Joseph Cyr Credit: Joseph Cyr

Halloween was always one of my favorite holidays as a child and it still is. Next to Christmas, it is one of the greatest traditions for a kid. I mean, what child doesn’t like free candy?

While some begin their ritual shortly after school lets out for the day, for me it was always about waiting until it just started to get dark before getting decked out. It makes so much more sense to get dressed up as a vampire or Batman, dressed in all black of course, and head out once the sun sets, right?

This year, the weather was not overly cooperative, and neither were my kids. First, my oldest decided at 14 she was “too old” to get dressed up, and instead invited a friend over. That was all fine, I still had one daughter who was eager to go out, even if it was cold and rainy.

[Click here to receive Crown and Down, or other northern Maine newsletters, in your inbox]

Unfortunately, the playoff soccer championship I was covering in Mars Hill went to overtime, so I did not get home until later. I texted my wife and said to start without me, but my daughter wanted to wait.

Once I finally got home, we had to stop first at my father’s house. About halfway there, I realized we forgot to bring a flashlight. Thankfully, my father had one to spare even if it was an enormous “maglite” style.

I only ended up walking a short distance this year as my father wanted help passing out his candy, so my wife and daughter had to carry on without me. It certainly was a treat, though, to see all of the wonderfully elaborate outfits kids came up with this year.

Trick-or-treating has also evolved over the years. As a trick-or-treater in the early 1980s, I can still recall the “candy tampering” incidents, that were rampant at that time. Hearing reports of razor blades or needles hidden inside candy bars was enough to cause every parent to be overly cautious.

I remember coming home from gathering candy and having to wait patiently as my mother meticulously went through the bounty before getting any chance to eat it.  Now I get to do that for my children and I may, or may not, drag out the process by slowly picking up each piece and giving it a good once over before signing off. I also may or may not open and eat a piece or three just to be sure.

Living in northern Maine, we never know what type of weather it will be for trick-or-treating. This year, some areas in The County had small amounts of snow on the ground. I can faintly recall going out one year when I was probably 8 or 9 years old with significant snow on the ground. Why does this stick in my memory? Well, because I also not-so-fondly recall slipping and falling on said snow and having all of the candy in my little plastic jack o’lantern go spilling all over the yard.

Costumes have changed dramatically since I was a child. Back then, we purchased a vinyl costume that went over your regular clothes (and sometimes snowsuit) and came with a large plastic mask. The vinyl smelled strangely like a new swimming pool liner, while the plastic masks would get all wet from perspiration and condensation as there was rarely any hole for your mouth.

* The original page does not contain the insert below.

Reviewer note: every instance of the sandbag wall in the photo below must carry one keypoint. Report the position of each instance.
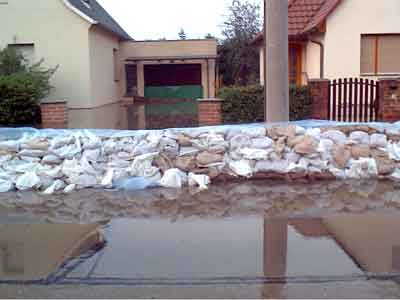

Today’s costumes are far more realistic, with fabric suits complete with built-in padded muscles no less. Back in my day, “Spider-Man” and “Darth Vader” costumes were always my favorite and it is nice to see those are still popular today — albeit on a much fancier level. Homemade costumes have also grown in popularity.

And for those who are not comfortable taking their children door-to-door soliciting for candy, many churches and recreation departments in The County hold “Trunk or Treat” events in a more controlled environment.

All in all, it was a successful hunt for loot for my daughter and she even shared some of it with me — after I carefully “inspected” it of course.

Joseph Cyr is the senior reporter/sports editor for the Houlton Pioneer Times.